It took a few weeks for the pitfalls to emerge in the governor’s $25 billion budget, but the time of judgment has finally arrived.
The proposal was presented to lawmakers Jan. 24; debate commenced in earnest when the regular session convened March 10; and it must be balanced and passed by adjournment June 2. That’s roughly a month before the budget’s spending plan will be triggered by a new fiscal year July 1.
Over the past four weeks, a campaign of follies has spilled out of the budget process, beginning with the double counting of money that was collected during last year’s tax amnesty program. That pratfall led to a $43 million hole in the health and hospitals budget.
The administration said it was filled almost immediately with bond premiums and over-collections funds. But unless the administration has more from where that came from, it diminishes the pool of emergency money should any other unanticipated shortfalls occur.
And they have. Since then, Superintendent of Education John White has admitted to another $105 million gap in his budget — $55 million for the current fiscal year and $50 million for the next. He blamed both a “cash-flow” issue that has managed to survive legislative scrutiny without further explanation and a miscalculation in the amount of student enrollment growth. White’s department estimated 3,500 students when the figure was actually more than 7,000.

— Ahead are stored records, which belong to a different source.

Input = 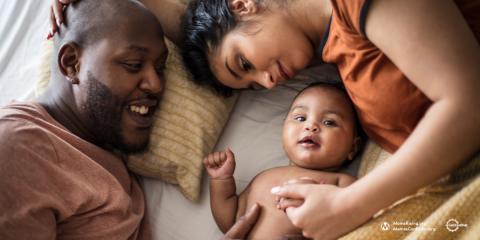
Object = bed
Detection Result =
[0,0,480,240]
[0,0,356,240]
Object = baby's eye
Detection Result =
[240,57,253,72]
[293,116,307,122]
[155,64,165,76]
[323,119,337,127]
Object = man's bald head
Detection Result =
[55,0,161,48]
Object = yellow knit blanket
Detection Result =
[341,143,480,240]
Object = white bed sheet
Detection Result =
[0,0,358,240]
[0,0,51,106]
[144,65,359,240]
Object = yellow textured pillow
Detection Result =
[36,40,237,201]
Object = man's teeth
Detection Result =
[130,105,149,115]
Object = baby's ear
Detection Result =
[57,42,81,84]
[228,0,258,17]
[347,136,362,161]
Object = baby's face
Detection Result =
[283,85,355,169]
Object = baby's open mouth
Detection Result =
[298,136,320,147]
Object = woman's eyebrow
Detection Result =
[225,57,240,80]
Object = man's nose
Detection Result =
[140,67,165,94]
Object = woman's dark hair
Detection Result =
[182,0,238,97]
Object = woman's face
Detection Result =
[209,7,313,89]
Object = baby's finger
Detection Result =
[277,198,304,211]
[213,152,222,167]
[283,177,318,185]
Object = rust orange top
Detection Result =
[318,0,480,152]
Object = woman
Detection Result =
[50,0,480,239]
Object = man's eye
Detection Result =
[240,57,252,72]
[293,116,307,122]
[122,62,142,72]
[323,120,337,127]
[155,65,165,75]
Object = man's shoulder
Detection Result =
[0,103,49,136]
[0,103,56,155]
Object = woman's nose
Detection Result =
[256,71,277,89]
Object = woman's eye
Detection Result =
[323,120,337,127]
[293,116,307,122]
[240,57,252,72]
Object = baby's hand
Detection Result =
[203,148,235,179]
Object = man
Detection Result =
[0,0,259,239]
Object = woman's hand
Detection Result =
[272,184,371,239]
[222,204,261,240]
[47,0,78,39]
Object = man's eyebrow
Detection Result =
[225,57,240,80]
[127,45,148,53]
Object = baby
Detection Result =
[204,83,361,239]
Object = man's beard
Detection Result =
[82,72,148,154]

With nearly $1 billion in short-term financing propping up Gov. Bobby Jindal’s budget, the challenges won’t be packed up when he leaves office. In reality, they may even be worse next year, when the federal government is threatening to withhold $307 million in Medicaid money until the administration can further explain its plan for providing health care to Louisiana’s indigent and uninsured.
One the most worrisome trends are the number of agencies, departments and offices that are no longer relying solely on dedicated and self-generated revenues.
Jindal’s budget takes $12 million in hurricane recovery money and redirects it to the developmentally disabled. It swipes $23 million from the Medicaid Trust Fund for the Elderly — which has gone from $800 million to $30 million in recent years — and moves it over to home and community-based health care.
Another $6 million in wind damages from Hurricane Gustav are being funneled to the Department of Corrections. Then there’s the $50 million the administration wants to remove from the Morial Convention Center to give to the Board of Regents, Office of Elderly Affairs, Department of Education and state libraries.
So with new shortfalls cropping up, non-recurring revenue being used creatively and the usual shifting around of money, what’s a lawmaker to do? Cut. On the chopping block are $60 million worth of pay raises for state workers; $40 million for a higher education incentive fund (known as WISE); and $6 million in new money for colleges and universities.
And it’s not just the operating budget, found in HB 1. The annual construction budget, or HB 2, already has twice the amount of projects than there is capacity. There also hasn’t been a proper Minimum Foundation Program budget passed for elementary and secondary schools since the 2011-12 fiscal year, and the latest incarnation, found in SCR 55, holds just as much doubt.